4. Bet bigger where you can

A knee-jerk reaction in uncertain times is to cut back, but think about it: All your competitors are cutting back. This is the perfect time to double down on what works. You can increase the gap between you and your competitors. Then, whenever the circle itself gets right, you’ll be so far ahead with so much momentum, no one will be able to catch you.

You still need to be responsible with your resources. If you can invest real dollars into projects and channels that are already working or that you know your customers need, that’s great. If you don’t have money, invest your time.

Options that require more time than money include:

  • Building your social media presence and brand

  • Create content for your blog and other channels

  • PR and earned media — find ways and means to tell your story

  • Refreshing your existing content, website and workflows

  • Search Engine Optimization

  • Strengthen your community of customers or followers

Note: If you are under pressure to increase revenue yesterday, account upgrades and repeat purchases are likely your lowest earners. Otherwise, invest in creating a bigger gap between you and your competitors.

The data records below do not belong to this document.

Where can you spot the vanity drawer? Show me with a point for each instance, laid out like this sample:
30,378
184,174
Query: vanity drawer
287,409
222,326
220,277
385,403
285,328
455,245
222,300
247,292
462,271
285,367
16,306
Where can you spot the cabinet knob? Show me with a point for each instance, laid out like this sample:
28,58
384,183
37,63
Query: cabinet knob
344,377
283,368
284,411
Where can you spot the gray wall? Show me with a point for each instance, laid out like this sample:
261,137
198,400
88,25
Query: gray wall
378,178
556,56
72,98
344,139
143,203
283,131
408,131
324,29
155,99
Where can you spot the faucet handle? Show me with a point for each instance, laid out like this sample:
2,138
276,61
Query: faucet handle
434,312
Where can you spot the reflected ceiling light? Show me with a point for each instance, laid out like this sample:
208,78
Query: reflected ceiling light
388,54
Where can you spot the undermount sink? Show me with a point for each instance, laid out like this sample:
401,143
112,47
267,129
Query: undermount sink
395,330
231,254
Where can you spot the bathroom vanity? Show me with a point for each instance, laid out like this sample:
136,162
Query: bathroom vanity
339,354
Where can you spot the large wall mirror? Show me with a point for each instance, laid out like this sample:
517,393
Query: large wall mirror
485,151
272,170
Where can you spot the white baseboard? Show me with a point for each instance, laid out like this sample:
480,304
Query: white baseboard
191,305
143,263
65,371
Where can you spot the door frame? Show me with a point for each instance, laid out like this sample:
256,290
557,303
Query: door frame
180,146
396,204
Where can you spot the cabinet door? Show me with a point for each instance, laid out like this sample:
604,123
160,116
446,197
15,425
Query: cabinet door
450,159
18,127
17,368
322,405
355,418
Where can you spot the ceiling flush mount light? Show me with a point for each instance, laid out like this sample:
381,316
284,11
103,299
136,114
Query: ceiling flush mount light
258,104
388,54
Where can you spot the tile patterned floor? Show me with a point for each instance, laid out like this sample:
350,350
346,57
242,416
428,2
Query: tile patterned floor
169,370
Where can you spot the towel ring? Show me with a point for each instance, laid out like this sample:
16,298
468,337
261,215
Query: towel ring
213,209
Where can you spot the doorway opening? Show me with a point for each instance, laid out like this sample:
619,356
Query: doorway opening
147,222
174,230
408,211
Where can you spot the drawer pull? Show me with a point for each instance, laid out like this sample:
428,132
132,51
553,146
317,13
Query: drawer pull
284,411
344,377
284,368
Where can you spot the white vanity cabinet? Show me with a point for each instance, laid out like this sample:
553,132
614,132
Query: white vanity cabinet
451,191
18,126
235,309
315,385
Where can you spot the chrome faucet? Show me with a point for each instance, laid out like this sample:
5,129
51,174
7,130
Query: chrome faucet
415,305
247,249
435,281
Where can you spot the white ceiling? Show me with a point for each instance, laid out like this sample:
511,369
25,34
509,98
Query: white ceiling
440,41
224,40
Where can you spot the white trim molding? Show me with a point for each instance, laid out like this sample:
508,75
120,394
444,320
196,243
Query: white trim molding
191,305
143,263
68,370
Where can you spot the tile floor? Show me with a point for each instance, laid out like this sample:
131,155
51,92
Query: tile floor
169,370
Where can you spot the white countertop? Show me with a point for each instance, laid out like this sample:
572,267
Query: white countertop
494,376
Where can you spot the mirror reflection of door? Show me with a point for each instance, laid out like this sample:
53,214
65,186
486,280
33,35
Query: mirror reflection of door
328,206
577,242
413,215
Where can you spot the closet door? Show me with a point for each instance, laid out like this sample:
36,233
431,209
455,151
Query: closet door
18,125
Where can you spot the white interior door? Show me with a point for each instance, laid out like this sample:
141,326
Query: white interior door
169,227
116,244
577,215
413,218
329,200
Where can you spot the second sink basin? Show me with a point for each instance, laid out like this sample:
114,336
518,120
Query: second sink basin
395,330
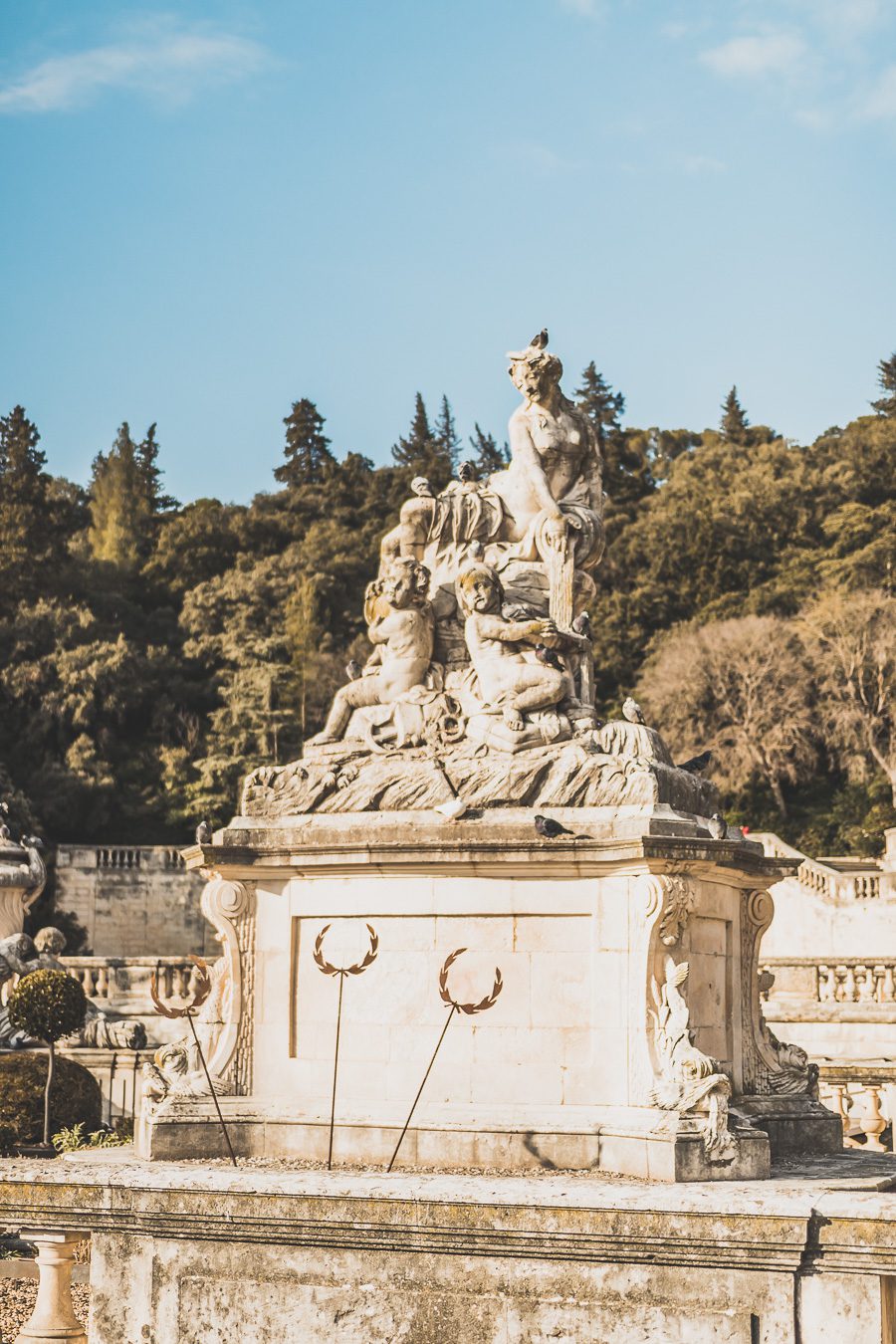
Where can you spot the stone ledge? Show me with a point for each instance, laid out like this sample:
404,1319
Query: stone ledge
784,1225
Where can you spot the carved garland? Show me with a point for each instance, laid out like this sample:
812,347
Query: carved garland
230,906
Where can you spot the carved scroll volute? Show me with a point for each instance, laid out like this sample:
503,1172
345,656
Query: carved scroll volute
665,905
20,884
758,1056
230,906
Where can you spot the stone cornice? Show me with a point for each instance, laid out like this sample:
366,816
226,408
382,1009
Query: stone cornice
600,1222
479,852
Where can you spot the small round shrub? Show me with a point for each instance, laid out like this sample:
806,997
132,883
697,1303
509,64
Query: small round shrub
47,1005
76,1097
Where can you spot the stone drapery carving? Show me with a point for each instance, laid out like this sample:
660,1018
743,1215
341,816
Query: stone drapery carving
225,1021
772,1067
689,1082
679,905
443,710
22,879
176,1072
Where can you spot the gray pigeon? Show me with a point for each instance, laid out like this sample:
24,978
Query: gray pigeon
718,825
547,656
549,828
696,765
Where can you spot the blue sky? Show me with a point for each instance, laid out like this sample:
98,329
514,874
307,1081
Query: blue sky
212,210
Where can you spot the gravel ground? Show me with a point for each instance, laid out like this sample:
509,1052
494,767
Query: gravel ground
16,1304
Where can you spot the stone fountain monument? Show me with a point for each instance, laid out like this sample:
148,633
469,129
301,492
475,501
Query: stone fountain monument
627,1036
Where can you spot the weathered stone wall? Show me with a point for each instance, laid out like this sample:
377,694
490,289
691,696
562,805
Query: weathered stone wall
133,899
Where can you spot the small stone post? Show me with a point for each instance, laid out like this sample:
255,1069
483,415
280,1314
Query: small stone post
53,1317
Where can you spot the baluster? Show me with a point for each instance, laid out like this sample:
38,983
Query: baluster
841,1104
864,986
826,984
871,1118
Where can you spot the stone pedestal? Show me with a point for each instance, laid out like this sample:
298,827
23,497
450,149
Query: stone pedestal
53,1317
626,1037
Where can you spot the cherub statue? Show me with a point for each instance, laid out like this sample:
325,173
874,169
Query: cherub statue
400,625
507,678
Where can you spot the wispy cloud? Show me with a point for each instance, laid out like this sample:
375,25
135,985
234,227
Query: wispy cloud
164,62
755,57
700,164
879,103
585,8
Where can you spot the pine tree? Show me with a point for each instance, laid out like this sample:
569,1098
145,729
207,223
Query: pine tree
599,403
445,433
887,379
307,449
487,454
146,457
27,534
119,504
421,452
734,425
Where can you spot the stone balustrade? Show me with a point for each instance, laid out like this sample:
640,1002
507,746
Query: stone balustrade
849,980
862,1093
125,980
860,880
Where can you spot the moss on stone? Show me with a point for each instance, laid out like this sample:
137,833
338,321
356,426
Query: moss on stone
23,1074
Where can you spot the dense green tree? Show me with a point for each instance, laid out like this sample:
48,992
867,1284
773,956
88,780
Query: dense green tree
887,378
487,454
307,452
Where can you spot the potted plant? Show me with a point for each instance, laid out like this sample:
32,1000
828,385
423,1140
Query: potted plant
46,1005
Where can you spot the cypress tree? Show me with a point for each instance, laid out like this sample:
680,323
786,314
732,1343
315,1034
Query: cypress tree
734,423
487,454
119,506
599,403
307,452
421,452
27,533
887,379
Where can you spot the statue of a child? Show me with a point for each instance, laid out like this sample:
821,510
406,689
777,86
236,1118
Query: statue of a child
400,624
507,679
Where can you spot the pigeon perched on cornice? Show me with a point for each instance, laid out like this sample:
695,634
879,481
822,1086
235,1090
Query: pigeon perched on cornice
547,656
696,765
549,828
718,826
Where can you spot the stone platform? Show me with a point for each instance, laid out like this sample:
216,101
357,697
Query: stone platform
193,1252
625,1036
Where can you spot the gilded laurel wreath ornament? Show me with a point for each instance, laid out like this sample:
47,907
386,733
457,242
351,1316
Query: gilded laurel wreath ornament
323,964
468,1008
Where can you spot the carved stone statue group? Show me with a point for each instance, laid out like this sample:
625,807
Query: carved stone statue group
481,642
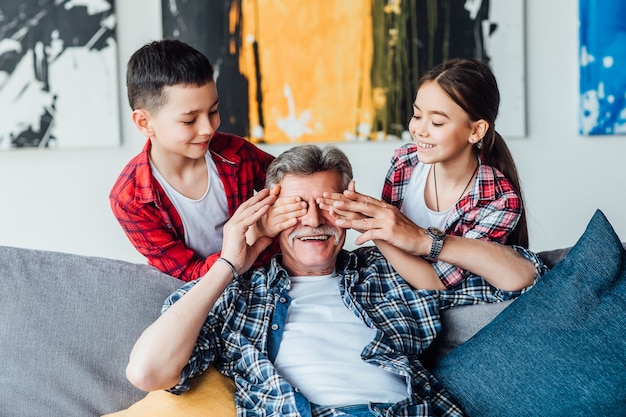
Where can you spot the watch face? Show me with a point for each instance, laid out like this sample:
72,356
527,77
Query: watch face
434,232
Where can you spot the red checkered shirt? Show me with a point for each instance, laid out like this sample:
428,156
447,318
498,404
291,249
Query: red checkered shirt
153,224
489,211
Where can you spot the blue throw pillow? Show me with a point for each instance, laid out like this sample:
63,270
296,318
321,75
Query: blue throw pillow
560,349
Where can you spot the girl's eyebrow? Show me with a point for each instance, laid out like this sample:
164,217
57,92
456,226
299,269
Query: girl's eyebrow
438,112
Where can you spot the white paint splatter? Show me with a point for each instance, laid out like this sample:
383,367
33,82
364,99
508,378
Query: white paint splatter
93,6
473,6
294,126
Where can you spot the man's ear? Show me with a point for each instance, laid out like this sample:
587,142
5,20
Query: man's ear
141,118
479,130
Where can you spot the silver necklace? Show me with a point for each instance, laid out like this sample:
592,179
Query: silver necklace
462,192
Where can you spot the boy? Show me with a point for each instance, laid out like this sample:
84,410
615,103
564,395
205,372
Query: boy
173,199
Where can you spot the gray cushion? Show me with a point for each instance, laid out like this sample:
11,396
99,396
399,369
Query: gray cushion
67,325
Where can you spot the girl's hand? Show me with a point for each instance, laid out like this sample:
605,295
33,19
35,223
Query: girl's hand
376,220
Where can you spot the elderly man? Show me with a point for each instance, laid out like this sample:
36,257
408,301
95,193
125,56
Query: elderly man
320,331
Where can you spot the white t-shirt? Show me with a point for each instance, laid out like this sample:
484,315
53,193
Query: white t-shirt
414,205
320,352
203,219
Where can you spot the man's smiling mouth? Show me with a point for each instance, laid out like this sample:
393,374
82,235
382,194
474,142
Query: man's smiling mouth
319,237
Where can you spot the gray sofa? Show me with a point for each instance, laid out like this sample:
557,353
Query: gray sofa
68,322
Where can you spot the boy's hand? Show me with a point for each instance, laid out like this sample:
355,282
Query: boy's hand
282,215
235,248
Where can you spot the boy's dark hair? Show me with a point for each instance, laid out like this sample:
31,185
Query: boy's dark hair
163,63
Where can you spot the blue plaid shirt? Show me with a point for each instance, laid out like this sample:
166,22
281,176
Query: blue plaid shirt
242,334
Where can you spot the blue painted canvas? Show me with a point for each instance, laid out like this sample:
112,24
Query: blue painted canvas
602,67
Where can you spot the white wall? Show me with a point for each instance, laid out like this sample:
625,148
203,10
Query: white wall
58,200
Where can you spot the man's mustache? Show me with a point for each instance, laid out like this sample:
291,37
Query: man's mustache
314,231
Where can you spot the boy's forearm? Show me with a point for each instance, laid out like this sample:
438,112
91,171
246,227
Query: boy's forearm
164,348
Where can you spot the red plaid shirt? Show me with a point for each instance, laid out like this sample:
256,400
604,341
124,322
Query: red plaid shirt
489,211
153,224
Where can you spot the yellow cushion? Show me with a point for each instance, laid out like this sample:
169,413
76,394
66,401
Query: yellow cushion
211,395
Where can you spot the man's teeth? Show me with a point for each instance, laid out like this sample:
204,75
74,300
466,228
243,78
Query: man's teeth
324,237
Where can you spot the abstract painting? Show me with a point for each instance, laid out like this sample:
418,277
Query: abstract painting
602,67
345,70
58,74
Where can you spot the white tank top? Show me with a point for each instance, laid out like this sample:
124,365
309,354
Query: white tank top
414,205
320,353
203,219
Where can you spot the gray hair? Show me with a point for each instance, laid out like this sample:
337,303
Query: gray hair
304,160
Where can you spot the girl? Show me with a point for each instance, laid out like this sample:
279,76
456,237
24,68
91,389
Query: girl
451,193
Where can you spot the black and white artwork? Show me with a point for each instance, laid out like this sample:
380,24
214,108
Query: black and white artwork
58,74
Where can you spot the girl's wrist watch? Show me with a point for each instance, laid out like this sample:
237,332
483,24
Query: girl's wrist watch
438,236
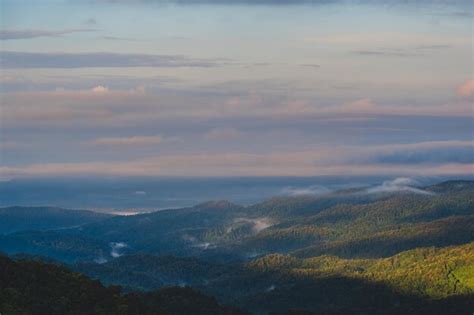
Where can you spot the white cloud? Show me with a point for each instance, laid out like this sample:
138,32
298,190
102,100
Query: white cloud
401,184
128,141
100,89
466,89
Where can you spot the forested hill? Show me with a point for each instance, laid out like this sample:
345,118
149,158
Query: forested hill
380,249
34,287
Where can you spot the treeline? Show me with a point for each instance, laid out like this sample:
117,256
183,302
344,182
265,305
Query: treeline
35,287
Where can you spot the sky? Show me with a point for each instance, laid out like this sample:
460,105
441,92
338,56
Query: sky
236,88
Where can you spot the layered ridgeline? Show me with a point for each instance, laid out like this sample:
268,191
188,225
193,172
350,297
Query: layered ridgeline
389,248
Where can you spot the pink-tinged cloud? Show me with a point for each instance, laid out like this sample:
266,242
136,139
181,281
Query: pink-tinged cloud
128,141
466,89
328,160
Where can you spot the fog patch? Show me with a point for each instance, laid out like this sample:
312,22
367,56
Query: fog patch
204,245
302,191
400,184
117,249
258,224
100,260
194,242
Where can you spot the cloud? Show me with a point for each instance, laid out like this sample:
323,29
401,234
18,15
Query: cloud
466,89
117,249
330,160
15,59
311,190
100,89
258,224
461,152
127,141
387,52
226,133
401,184
90,21
28,34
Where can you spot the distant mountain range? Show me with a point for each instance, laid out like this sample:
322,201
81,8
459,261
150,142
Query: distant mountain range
394,250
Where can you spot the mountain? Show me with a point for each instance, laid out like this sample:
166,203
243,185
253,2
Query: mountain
13,219
378,249
34,287
419,277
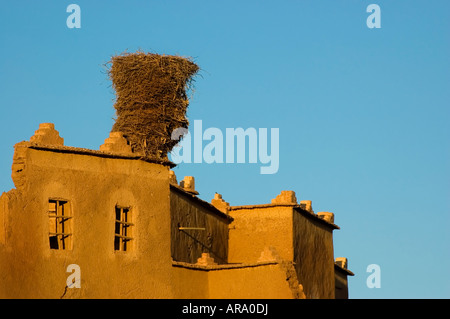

Related: 7 Paid Marketing Steps to Fuel Your Startup Growth

5. Check your functions

Features tend to fall into the “we’ll worry about that later” bin. You usually have enough fires to put out trying to generate and capture demand, among other tasks, that operations get pushed to the side. But those times when everyone pauses and reevaluates are perfect opportunities to review your operations and metrics, such as:

  • Cost of customer acquisition

  • Customer retention and repeat purchases

  • Annual policy value or annual expense

  • Workflows

  • Automations

  • Customer personas and purchase journeys (see section 1)

  • Quarterly targets and KPIs

“What gets measured gets improved.” Review your operations and other metrics to determine how good or bad you really are, where you can improve, and where you can afford to bet bigger (see section 4). Use this data to inform your marketing strategy.

Don’t react too quickly

All things come in cycles. No matter how dire the current situation is, sunny days are coming when your business can thrive. Be careful not to make such hasty decisions – you don’t want to suffer long-term in exchange for temporary relief. Track your metrics, take care of your customers, communicate clearly and consistently, and make some big bets. You may be surprised at how well things can turn out for you.